At the age of 72, these are laurels enough for anyone to rest on. But under her other, plumed, hat Lady James is also a baroness. She sits on the cross- benches: in deference, it is said, to her role as a governor of the BBC. She believes it is important to be seen as

non-political.

Despite her large and small 'c' Conservatism, she was appalled by much that happened during the Thatcher years. Her dislike of that kind of national greed and brutishness, the misuse of power and the corruption of innocence, is explored in The Children of Men. It portrays a bleak landscape 25 years after the birth of the last baby on Earth. Like all her others, it is a deeply moral book, which ends in a scene of moving and almost religious human pain and triumph.

Her daughters are married and she has six grandchildren, aged between 14 and 25. She recently bought a house in Oxford, in addition to her comfortable but not posh London house, so as to be closer to her daughter Jane. 'Phyllis does wonderful treasure hunts for her family at Christmas,' said a friend. 'They are brilliant - she will make up a little ditty with a dozen or so clues: it's all complicated and huge fun. She adores playing games and is a genius at Scrabble.'

People are unanimous in her praise. 'It sounds so odd, but I really can't think of anything against her,' said one. 'She is delightful company, very kind; not apparently secretive - and then you read The Children of Men and you look at her and think, where does it all come from?' Another said, 'She is formidable because she is so formidably talented; but her charm is that she's not formidable to meet; she's cosy.'

She is also an incisive committee member, way up there among the great and the good, with a rare sense of public- spiritedness. 'She is, in the nicest possible way, an immensely strong person with a clear, humane view of things,' says a colleague.

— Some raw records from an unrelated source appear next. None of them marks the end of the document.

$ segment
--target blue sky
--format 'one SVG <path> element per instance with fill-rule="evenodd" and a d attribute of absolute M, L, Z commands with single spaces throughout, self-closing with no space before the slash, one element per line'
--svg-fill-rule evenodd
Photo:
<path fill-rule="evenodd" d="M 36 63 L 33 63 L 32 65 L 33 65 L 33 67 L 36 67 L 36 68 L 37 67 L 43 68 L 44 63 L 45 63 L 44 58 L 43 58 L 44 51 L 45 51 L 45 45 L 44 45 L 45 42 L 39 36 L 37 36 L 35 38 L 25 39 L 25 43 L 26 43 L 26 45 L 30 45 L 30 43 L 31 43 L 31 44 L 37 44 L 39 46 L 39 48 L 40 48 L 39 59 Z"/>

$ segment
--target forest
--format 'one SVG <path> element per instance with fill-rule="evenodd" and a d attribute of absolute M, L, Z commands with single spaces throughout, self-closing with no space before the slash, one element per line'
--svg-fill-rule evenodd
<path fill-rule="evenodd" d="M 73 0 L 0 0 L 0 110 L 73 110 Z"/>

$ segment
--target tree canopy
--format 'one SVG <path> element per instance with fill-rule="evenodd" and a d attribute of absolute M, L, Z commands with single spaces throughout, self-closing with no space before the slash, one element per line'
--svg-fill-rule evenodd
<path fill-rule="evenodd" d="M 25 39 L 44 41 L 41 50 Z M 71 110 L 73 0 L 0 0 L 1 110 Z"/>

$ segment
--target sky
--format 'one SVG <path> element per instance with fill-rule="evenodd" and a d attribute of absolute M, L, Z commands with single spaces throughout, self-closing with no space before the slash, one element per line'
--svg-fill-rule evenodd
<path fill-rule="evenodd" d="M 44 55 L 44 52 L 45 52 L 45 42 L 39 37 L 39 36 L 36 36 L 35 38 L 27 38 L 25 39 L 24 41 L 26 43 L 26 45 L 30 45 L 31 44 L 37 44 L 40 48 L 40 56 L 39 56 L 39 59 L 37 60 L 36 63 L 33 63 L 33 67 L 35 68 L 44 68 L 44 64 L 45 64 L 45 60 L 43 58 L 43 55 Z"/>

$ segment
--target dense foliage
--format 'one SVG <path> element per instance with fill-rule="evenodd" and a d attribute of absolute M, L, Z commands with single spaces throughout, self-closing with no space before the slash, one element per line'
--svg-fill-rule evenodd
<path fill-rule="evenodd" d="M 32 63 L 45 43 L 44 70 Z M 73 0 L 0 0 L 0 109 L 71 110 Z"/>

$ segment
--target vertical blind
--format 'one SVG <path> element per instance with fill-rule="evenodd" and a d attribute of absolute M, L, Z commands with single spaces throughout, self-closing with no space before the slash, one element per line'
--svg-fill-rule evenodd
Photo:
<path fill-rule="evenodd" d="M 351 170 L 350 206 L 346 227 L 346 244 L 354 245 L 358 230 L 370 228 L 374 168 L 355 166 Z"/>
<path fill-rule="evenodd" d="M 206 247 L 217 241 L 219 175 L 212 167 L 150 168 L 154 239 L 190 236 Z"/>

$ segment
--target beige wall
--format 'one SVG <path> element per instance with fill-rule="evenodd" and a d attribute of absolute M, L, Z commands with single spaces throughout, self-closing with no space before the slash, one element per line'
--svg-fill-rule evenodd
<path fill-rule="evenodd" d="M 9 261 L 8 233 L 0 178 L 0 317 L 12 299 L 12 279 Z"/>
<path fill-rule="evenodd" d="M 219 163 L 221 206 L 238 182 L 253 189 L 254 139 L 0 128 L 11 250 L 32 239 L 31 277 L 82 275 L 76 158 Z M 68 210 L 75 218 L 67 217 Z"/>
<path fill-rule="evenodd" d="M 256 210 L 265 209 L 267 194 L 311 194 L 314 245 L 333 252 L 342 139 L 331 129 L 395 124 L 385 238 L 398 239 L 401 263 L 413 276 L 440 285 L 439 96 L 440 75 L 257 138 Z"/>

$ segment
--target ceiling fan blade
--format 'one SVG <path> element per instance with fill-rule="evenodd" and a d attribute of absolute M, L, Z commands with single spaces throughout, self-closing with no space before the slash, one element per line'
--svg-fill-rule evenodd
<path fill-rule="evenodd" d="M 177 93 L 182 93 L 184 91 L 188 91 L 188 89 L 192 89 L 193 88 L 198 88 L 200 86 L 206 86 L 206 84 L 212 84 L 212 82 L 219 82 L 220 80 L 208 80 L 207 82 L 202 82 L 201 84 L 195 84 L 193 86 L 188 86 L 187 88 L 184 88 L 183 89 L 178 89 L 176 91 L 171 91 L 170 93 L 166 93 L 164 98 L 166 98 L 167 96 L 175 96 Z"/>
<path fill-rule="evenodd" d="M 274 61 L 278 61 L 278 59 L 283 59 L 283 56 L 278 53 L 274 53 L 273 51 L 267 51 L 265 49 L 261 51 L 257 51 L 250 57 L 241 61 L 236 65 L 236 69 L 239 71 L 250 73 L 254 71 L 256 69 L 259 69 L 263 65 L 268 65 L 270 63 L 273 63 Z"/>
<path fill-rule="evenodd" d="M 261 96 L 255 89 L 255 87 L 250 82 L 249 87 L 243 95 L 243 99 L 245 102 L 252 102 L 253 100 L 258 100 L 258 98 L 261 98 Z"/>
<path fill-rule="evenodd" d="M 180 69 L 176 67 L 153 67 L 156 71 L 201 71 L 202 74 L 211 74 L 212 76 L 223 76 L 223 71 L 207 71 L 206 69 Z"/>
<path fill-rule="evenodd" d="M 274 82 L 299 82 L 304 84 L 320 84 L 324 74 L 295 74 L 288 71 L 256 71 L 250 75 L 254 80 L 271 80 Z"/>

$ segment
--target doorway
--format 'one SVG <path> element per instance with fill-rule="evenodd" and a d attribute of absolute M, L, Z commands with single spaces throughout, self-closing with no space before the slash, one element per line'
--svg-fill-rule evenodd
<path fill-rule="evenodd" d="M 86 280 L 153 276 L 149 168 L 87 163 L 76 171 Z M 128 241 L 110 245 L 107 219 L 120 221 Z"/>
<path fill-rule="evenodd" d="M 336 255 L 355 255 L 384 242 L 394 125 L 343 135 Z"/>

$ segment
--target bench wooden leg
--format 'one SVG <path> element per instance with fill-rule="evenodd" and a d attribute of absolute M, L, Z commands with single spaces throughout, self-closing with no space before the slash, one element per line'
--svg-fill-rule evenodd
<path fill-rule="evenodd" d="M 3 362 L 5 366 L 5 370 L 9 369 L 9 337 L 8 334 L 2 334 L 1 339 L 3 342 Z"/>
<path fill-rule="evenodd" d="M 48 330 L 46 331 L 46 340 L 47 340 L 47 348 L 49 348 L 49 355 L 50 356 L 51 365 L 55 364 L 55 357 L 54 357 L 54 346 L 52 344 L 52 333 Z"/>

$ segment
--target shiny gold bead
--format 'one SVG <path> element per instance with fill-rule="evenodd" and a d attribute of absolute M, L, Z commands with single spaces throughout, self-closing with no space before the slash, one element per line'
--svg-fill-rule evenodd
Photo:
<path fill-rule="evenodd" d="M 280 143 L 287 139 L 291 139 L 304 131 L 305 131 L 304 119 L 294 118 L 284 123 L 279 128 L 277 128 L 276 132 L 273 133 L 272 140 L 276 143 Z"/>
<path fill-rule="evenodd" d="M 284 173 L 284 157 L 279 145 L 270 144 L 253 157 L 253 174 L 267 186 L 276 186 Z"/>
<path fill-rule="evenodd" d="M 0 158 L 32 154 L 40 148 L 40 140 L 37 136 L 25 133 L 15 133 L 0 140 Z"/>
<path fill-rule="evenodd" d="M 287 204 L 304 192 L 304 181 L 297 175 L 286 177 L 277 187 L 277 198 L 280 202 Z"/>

We come back to the original mystery: why did she throw her weight behind John Birt after the revelations, and then Marmaduke Hussey? The answer is two-fold. She is fanatically loyal; and she values order above chaos. Her own upbringing and the tragedy of her husband's illness showed her that chaos is greatly to be feared. Whatever moral absolutes she might have preferred, the practical reality was that John Birt's departure would have thrown the BBC into a period of, if not chaos, then certainly disorder. Worldly in the ways of men, Lady James settled for the practical, rather than the angelic, solution.